Among the shark’s incredible features: a sophisticated immune system and a specialized organ which provides them with a natural cancer shield.  Within this may lie a potential cancer cure, according to decades-long research conducted at Mote Marine Laboratory and Aquarium in Sarasota.

Drs. Carl Luer and Cathy Walsh have spent years studying sharks, skates and rays — a group of fishes called elasmobranchs — and the potential cancer treatment link in humans.
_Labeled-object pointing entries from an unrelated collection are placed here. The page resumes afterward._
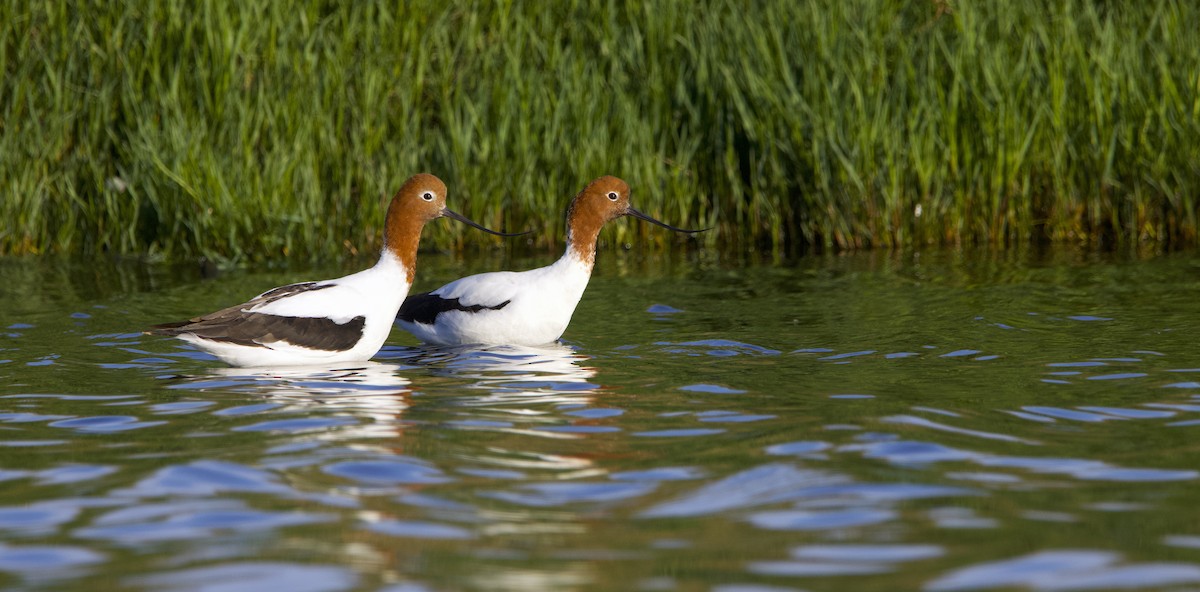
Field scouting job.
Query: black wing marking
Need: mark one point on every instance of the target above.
(257, 329)
(425, 308)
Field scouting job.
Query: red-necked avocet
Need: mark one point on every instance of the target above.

Unique to their subclass, sharks and other elasmobranchs have a special organ called the epigonal organ, which is responsible for producing immune cells similar to bone marrow in humans. In the lab, shark immune cell-derived compounds produced by cells of the epigonal organ have been proven to inhibit the growth of certain types of human cancer cell lines, while leaving healthy, non-cancer cells relatively unaffected.

“We wanted to know how this substance works — what possible pathways it activates inside the cells to kill them in a selective way,” Dr. Walsh said. “A lot of substances can destroy cells, but a substance that works through a specific mechanism will have more therapeutic potential.” The proteins from the epigonal cell cultures induce cell death through a specialized mechanism called programmed cell death, or apoptosis.

While Walsh and Luer’s research uncovered that the immune cells were able to attack the cancer cell lines, they have not yet been able to isolate which protein the cells produce that elicits this response.

In the early 2000’s the Mote team partnered with colleagues at Moffitt Cancer Center, including Dr. Clay Smith, who worked at the center at the time. They planned to continue cultivating the shark immune cells, and then test the substance on cancer cells in Moffitt’s labs. However, funding was limited and the project never really took off.

Drs. Luer and Walsh have continued their studies nonetheless, and know just what it will take to push their research to the next level, hoping to eventually bring it to clinical trial.

“After isolating the active protein(s), next steps include testing in animal models and synthesizing the proteins in the laboratory rather than relying on natural sources for tissue used in the cell cultures that produce the proteins,” Dr. Walsh says. “Additional efforts are underway to transform the epigonal cells into a continuous cell line that can be frozen and regenerated to provide a steady supply of bioactive proteins.”